When Mike Knuble was playing for the Boston Bruins and still trying to find a permanent role in the NHL, his brother Steve watched games with a keen eye on the bench more than the ice at the start.
"A lot of times I'd be counting the forwards to see if he was going to be that 12th forward," Steve Knuble said.
It had been a while since Steve Knuble had to wonder. Thanks to Twitter he knew early Thursday that Mike was set to be a healthy scratch for the Washington Capitals.
That didn't make it any easier for anyone in the Knuble family, as the 39-year-old was scratched for performance reasons for the first time since the 2002-03 season.
"It's very humbling, and it takes you back to your days when you're a young player trying to find your way," Mike Knuble said. "You definitely don't like it; you hate it as a player. You can't walk around and pout, though, and be miserable about it. It's not the first time it's happened to somebody; it won't be the last time. No player likes that. ...
"You're here to play hockey. You're here to contribute to your team, and that's the No. 1 purpose and No. 1 feeling you've got to have every night. ... When you're not told you're going that night, it really stings."
It's not hard to see the frustration oozing from the ultra-competitive Knuble, whose streak of eight straight 20-goal seasons will almost certainly end this year. He has just three goals in 53 games, plus just eight assists and a minus-14 rating.
Bruce Boudreau demoted Knuble to the fourth line starting Oct. 29 in a loss at the Vancouver Canucks, and he's bounced up and down since.
"I really haven't locked in a niche.
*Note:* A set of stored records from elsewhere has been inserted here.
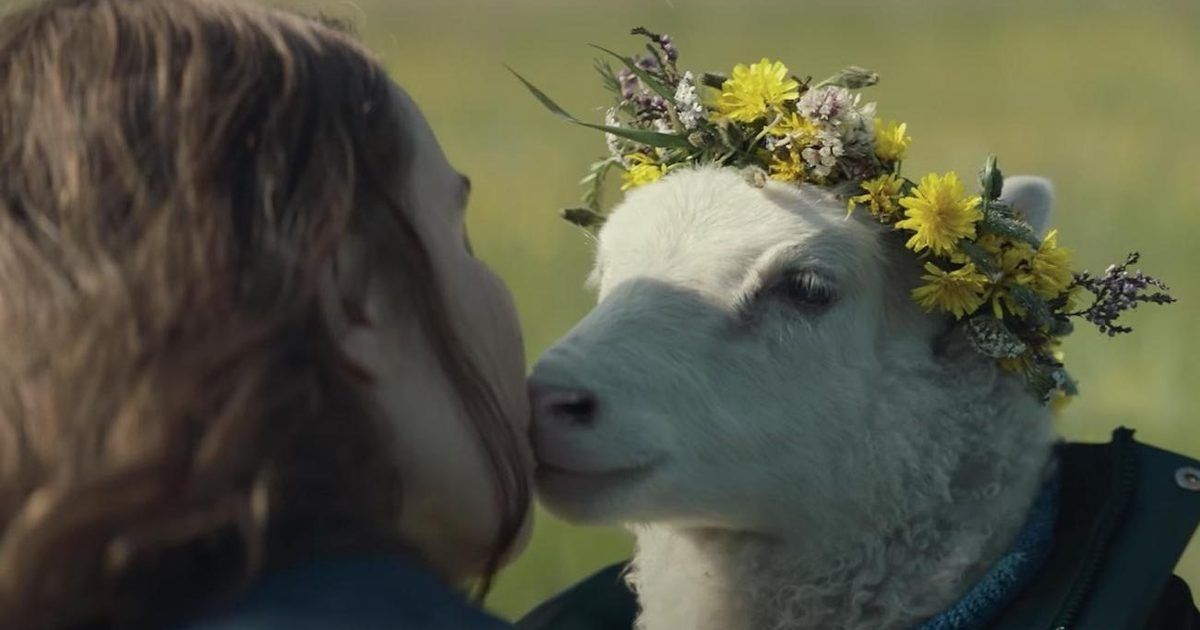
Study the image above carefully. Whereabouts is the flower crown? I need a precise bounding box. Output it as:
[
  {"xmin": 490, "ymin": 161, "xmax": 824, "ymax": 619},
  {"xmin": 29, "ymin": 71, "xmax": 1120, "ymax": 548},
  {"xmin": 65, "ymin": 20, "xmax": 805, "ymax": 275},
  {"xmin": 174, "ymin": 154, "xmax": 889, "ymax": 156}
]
[{"xmin": 512, "ymin": 28, "xmax": 1176, "ymax": 406}]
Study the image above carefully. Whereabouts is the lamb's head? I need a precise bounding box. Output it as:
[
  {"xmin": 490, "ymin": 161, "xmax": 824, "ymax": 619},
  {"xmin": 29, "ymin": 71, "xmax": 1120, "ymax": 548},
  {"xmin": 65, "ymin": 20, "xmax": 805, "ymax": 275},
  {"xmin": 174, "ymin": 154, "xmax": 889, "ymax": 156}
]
[{"xmin": 530, "ymin": 166, "xmax": 1056, "ymax": 539}]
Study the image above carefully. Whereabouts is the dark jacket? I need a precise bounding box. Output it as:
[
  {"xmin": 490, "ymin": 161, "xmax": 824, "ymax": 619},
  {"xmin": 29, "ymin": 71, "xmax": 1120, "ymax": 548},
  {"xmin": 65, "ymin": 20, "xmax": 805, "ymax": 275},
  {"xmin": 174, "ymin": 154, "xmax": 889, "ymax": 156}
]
[
  {"xmin": 518, "ymin": 428, "xmax": 1200, "ymax": 630},
  {"xmin": 181, "ymin": 554, "xmax": 510, "ymax": 630}
]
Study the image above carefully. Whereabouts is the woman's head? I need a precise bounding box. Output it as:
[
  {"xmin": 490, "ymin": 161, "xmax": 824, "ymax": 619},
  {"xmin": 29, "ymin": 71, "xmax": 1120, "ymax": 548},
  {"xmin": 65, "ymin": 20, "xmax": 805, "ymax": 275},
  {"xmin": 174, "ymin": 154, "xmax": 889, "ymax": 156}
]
[{"xmin": 0, "ymin": 0, "xmax": 530, "ymax": 626}]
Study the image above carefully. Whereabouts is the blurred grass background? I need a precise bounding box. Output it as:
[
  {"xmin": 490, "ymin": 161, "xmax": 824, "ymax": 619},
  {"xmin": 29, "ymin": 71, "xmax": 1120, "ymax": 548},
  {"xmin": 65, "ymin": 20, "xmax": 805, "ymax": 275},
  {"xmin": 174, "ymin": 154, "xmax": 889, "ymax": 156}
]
[{"xmin": 293, "ymin": 0, "xmax": 1197, "ymax": 620}]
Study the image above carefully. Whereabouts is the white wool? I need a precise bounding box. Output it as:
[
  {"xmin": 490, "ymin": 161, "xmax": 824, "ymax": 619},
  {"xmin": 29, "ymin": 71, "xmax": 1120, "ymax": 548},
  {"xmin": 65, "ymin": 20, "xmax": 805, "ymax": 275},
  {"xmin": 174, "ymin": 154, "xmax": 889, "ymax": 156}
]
[{"xmin": 531, "ymin": 166, "xmax": 1059, "ymax": 630}]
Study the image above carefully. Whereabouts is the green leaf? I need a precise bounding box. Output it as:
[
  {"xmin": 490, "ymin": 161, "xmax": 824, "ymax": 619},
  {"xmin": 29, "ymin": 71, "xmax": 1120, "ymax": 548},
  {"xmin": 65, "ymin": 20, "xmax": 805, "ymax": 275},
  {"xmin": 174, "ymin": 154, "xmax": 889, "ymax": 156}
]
[
  {"xmin": 984, "ymin": 199, "xmax": 1014, "ymax": 217},
  {"xmin": 714, "ymin": 119, "xmax": 748, "ymax": 151},
  {"xmin": 561, "ymin": 207, "xmax": 606, "ymax": 229},
  {"xmin": 979, "ymin": 155, "xmax": 1004, "ymax": 201},
  {"xmin": 812, "ymin": 66, "xmax": 880, "ymax": 90},
  {"xmin": 1046, "ymin": 317, "xmax": 1074, "ymax": 337},
  {"xmin": 700, "ymin": 72, "xmax": 728, "ymax": 89},
  {"xmin": 1008, "ymin": 284, "xmax": 1054, "ymax": 327},
  {"xmin": 957, "ymin": 239, "xmax": 999, "ymax": 275},
  {"xmin": 507, "ymin": 67, "xmax": 692, "ymax": 149},
  {"xmin": 1025, "ymin": 365, "xmax": 1058, "ymax": 403},
  {"xmin": 965, "ymin": 316, "xmax": 1027, "ymax": 358},
  {"xmin": 593, "ymin": 58, "xmax": 621, "ymax": 96},
  {"xmin": 581, "ymin": 158, "xmax": 622, "ymax": 212},
  {"xmin": 580, "ymin": 157, "xmax": 618, "ymax": 185},
  {"xmin": 980, "ymin": 213, "xmax": 1040, "ymax": 247},
  {"xmin": 588, "ymin": 45, "xmax": 675, "ymax": 101},
  {"xmin": 598, "ymin": 125, "xmax": 692, "ymax": 150}
]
I haven't found a niche. And that's a big thing as a player, to find where you're going to be in the lineup and what you can do," Knuble said. "The numbers, the minus-14, you've got to cancel out some of those, being on the ice for offensive chances. You've got to start with offensive chances, then get some goals."
Knuble hasn't scored since Dec. 5 and doesn't have a point in over a month. That lack of production was the reason for Dale Hunter making him a healthy scratch Thursday against the Winnipeg Jets.
"He told me I wasn't going to play and just kind of said, 'You haven't scored in a while and bad plus-minus.' I don't think stats are the full story all the time," Knuble said. " 'You haven't scored in 29 games' or whatever it was. I guess the statistics support it a little bit. But stats aren't the full story all the time."
Knuble's story involves changing roles and very little time on the top line with Alex Ovechkin. Instead, the veteran right wing has spent more time with Matt Hendricks, Jeff Halpern and other grinders.
He has yet to find an offensive groove.
"I know Mike started a little slow. But that's kind of been his MO over his last few years," Steve Knuble said. "He seems to turn it on in January or February. You could see it right before the All-Star break, he was starting to get the chances that he normally was getting. And then the All-Star break ... he had one or two games after that were average."
It was apparently enough to lead to a seat in the press box.
"We watch game film, we look at stats," Hunter said. "I have the final decision, but we do it as a committee in the coaches' room and decide which is the best to try to win that game."
The Caps lost in a shootout Thursday with Jay Beagle in the lineup replacing Knuble. And while Beagle is still finding his way in the NHL, Knuble's time is waning. His contract with Washington, an extension signed last spring, is up after this season.
"[You think,] 'How was the end going to play out?' Everybody wants to wrap up like Mark Recchi and win it as a hero and a Stanley Cup," Steve Knuble said. "He's been fortunate to be around long enough and not have to bounce around at the end of his career."
There's uncertainty about Knuble's career moving forward, but in the immediate future uncertainty about whether he'll be in the Caps' lineup Sunday at the New York Rangers. Being a healthy scratch for one game is one thing, but two in a row sends an entirely different message.
Hunter doesn't seem concerned about any of this having a negative impact on the locker room.
"He's a leader, so it's always tough where you need leadership in the room," the Caps' coach said. "It was one of those things that we thought it was necessary at the time; we add more speed. We'll miss his leadership, but it gives other people another chance to become more vocal in the dressing room."
Knuble just wants more chances to score goals. That has been his life in hockey for almost a decade now.
"The fact is, it's not coming," he said. "It's not coming for me; it's not coming from people I've been playing with. Here we are."